# Welcher Luftdruck?



## dome.ch (22. Oktober 2009)

Servus Miteinander!

Ich fahre am Samstag beim Schweizer Red Bull Road Rage mit. Leider will mein Shop keines seiner besseren RRer abdrücken (welch Wunder  ), was mich auf mein 26" Reifen MTB "zwingt"... 

Zu meiner Frage, hat einer Ahnung welcher Luftdruck am besten geeignet ist um auf Asphalt möglichst schnell zu sein, in den Kurven aber möglichst viel Grip bietet ?! Ich fahre Maxxis Crossmark Reifen.

Danke für alle Kommentare


----------



## Harry_I (22. Oktober 2009)

Wenn nur auf Asphalt gefahren wird, dann hat der höchste Luftdruck den geringsten Rollwiderstand. Was die Maxxis aushalten sollte auf der Flanke stehen.

Der Kurvengrip auf Asphalt sollte mit max. Luftdruck auch nicht schlechter sein als mit etwas weniger - vermute ich mal.

Für das Gelände ist es umgekehrt!


----------



## MTB-News.de




----------



## [email protected] (22. Oktober 2009)

Also heißt das, dass man im schweren Gelände (z.B. Wald) am meisten Grip und am wenigsten Rolwiderstand hat, wenn man möglicht wenig Luft im Reifen hat?


----------



## dome.ch (22. Oktober 2009)

Ja, weniger Luftdruck hat im Gelände wenigstens zwei Vorteile:

a) mehr Traktion, weil mehr Reifen den Boden berührt

b) a bisle mehr Komfort

Ein Nachteil ist allerdings, dass man sich deutlich schneller nen 'Snakebite' einfangen kann.


----------



## Rough_Rider (22. Oktober 2009)

dome.ch schrieb:


> Servus Miteinander!
> 
> Ich fahre am Samstag beim Schweizer Red Bull Road Rage mit.
> 
> ...




Am besten geeignet für die Road Rage ist wohl ein Rennreifen fürs Mountainbike ohne Profil.

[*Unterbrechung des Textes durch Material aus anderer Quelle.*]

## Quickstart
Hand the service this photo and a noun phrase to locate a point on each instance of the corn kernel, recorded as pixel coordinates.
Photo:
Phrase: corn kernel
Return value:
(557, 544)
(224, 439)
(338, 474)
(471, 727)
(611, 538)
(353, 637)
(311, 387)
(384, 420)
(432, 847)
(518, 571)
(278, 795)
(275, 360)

Der hat auf dem trockenen unendlich Grip und rollt mit 10x weniger Wiederstand.

Ich würde nicht mit einem Profilreifen bei nem Straßenrennen an den Start gehen. 

Oder fährst du auch Slicks im Wald?


----------



## dome.ch (22. Oktober 2009)

Klar fahr ich auch mit Slicks im Wald... 

Nee, Spass beiseite. Ich denke nicht, dass ich mir für ne einmalige Gelegenheit nen Satz MTB Slicks zulege...deswegen frage ich ja auch 

(Anscheinend ist für Samstag Regen angesagt)

MfG


----------



## Rough_Rider (22. Oktober 2009)

Ja bei Regen schauts wieder anders aus.

Also wennst Deine Reifen fahren willst, dann würde ich bei trockenen Verhältnissen nicht mehr wie 3.5 - 4 bar und bei Regen 2,5 - 3 bar fahren.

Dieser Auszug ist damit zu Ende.